Like I’ve said, all the guides are extremely competitive. Just as we make little bets about who will catch the first fish, the biggest fish, etc., I’m pretty sure the guides make similar bets amongst themselves about us. Did Coki win some bet for helping me land my first tarpon? I don’t know for certain but it wouldn’t surprise me.
I’ve also mentioned how passionate Coki is about the fishing. If you screw up, he’ll let you know. He can’t help it. He figures it’s his job to get you to the fish and then it’s your job to catch the damn things. And he’s right, of course.
Yesterday was an extremely frustrating day. Cam and I had paired up with Coki as our guide. So far everybody on the boat except for Cam has caught a tarpon. So just as Coki poured all his efforts the other day into getting me my first tarpon, he assured Cam in the morning that he was going to catch a tarpon.
But we were having one of those off days when no matter what you do or where you go, the fish just are not there. Cam and I fished all morning long and didn’t even see a fish. I’d stand up on the nose of the boat for half an hour or forty-five minutes, my line slack at my feet, and when I got tired, I’d switch places with Cam and he’d do the same. Hardly a cast was made.
The afternoon wasn’t any better. Plus it was even hotter than usual out on the water, with not even a hint of a breeze, and by four or five we both sort of felt like we’d had enough and were ready to head back to Avalon I. But Coki was not ready to give up. He insisted that he knew a “secret spot,” somewhere the other guides didn’t know about and for sure we would catch some bonefish and then he would take us to another great spot and for sure Cam would get his tarpon.
Well, what could we do? We headed for Coki’s secret spot. With the sun just blazing down on top of us, we headed east through the mangroves until we got to a section of shallows covered in turtle grass. It would be difficult to spot fish in the turtle grass but the area certainly did look ripe for bonefish.
Cam got up on the nose of the skiff and stood there under the blistering sun as Coki poled through the shallows. For half an hour he poled the boat and we didn’t see a single fish. Then finally he spotted a small school about a hundred feet in front of us. The only problem was that the bones were in water that was no more than a foot deep and the tide was going out. But Coki was not to be denied. He poled and he poled, grunting and sweating, sometimes getting the skiff stuck in the muddy bottom and we would rock the boat from side to side until we were free and moving again. Finally, the boat would go no further. It was too shallow. The bones were still there but it would take some tremendous casting by Cam to reach them. He tried, and tried, and tried some more but he could never quite get the fly far enough. And eventually the school swam away.
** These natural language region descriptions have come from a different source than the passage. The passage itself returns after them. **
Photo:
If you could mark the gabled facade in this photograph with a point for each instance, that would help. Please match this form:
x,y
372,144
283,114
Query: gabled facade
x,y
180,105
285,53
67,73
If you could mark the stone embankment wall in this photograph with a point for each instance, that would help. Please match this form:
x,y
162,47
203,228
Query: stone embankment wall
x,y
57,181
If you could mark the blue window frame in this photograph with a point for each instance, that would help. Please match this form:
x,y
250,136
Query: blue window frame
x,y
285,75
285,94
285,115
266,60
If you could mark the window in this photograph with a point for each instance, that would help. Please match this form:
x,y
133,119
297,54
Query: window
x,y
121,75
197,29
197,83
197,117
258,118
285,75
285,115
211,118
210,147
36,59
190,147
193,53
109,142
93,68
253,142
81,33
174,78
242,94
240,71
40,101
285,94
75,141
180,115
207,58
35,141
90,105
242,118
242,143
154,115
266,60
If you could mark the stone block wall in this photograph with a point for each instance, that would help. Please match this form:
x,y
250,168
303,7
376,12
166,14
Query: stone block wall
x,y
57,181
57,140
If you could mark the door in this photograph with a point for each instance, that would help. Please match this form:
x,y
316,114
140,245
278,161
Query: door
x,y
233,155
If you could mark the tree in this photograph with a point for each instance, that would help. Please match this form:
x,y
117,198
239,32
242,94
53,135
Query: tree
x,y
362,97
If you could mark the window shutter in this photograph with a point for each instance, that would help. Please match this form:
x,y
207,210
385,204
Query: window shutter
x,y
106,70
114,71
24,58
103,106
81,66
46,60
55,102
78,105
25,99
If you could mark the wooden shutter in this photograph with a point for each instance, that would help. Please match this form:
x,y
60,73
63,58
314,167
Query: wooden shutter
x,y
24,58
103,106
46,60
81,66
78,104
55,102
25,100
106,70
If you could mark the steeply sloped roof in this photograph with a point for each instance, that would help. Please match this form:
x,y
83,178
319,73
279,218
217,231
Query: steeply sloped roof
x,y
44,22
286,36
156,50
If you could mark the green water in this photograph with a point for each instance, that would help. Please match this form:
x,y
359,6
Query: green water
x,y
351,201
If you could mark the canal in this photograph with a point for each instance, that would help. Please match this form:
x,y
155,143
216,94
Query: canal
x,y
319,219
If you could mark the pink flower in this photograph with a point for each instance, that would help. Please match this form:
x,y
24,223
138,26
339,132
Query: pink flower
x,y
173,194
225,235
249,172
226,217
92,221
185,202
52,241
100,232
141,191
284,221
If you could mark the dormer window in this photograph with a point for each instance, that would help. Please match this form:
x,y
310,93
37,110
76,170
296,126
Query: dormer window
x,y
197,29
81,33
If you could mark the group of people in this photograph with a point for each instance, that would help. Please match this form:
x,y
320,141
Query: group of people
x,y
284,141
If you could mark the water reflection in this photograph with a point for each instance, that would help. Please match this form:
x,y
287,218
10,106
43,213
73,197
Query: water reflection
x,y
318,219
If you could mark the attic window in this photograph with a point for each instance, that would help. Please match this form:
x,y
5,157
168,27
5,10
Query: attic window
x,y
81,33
Meanwhile, the tide had continued to go out. We were now so stuck in the shallow water that Coki had to get out of the boat in his bare feet and, sinking midway to his thighs, try to push us out. But it was no go. So Cam go out as well and with him on one side of the boat and Coki on the other, the two of them tromped through the muddy bottom pushing the boat while I stood as far on the nose of the skiff as possible to get the stern out of the mud. It was tremendously difficult work. And we had to go much further than anyone had imagined. In all, Coki and Cam pushed the skiff over the shallow muddy bottom for fifteen or twenty minutes until we were finally in deep enough water to get back in the boat. At which point Cam said he didn’t care about any more fishing for the day, he was going for a swim. He stripped down to his boxers and dove into the water, floating on his back like a turtle in the cool, clear water. We were done for the day.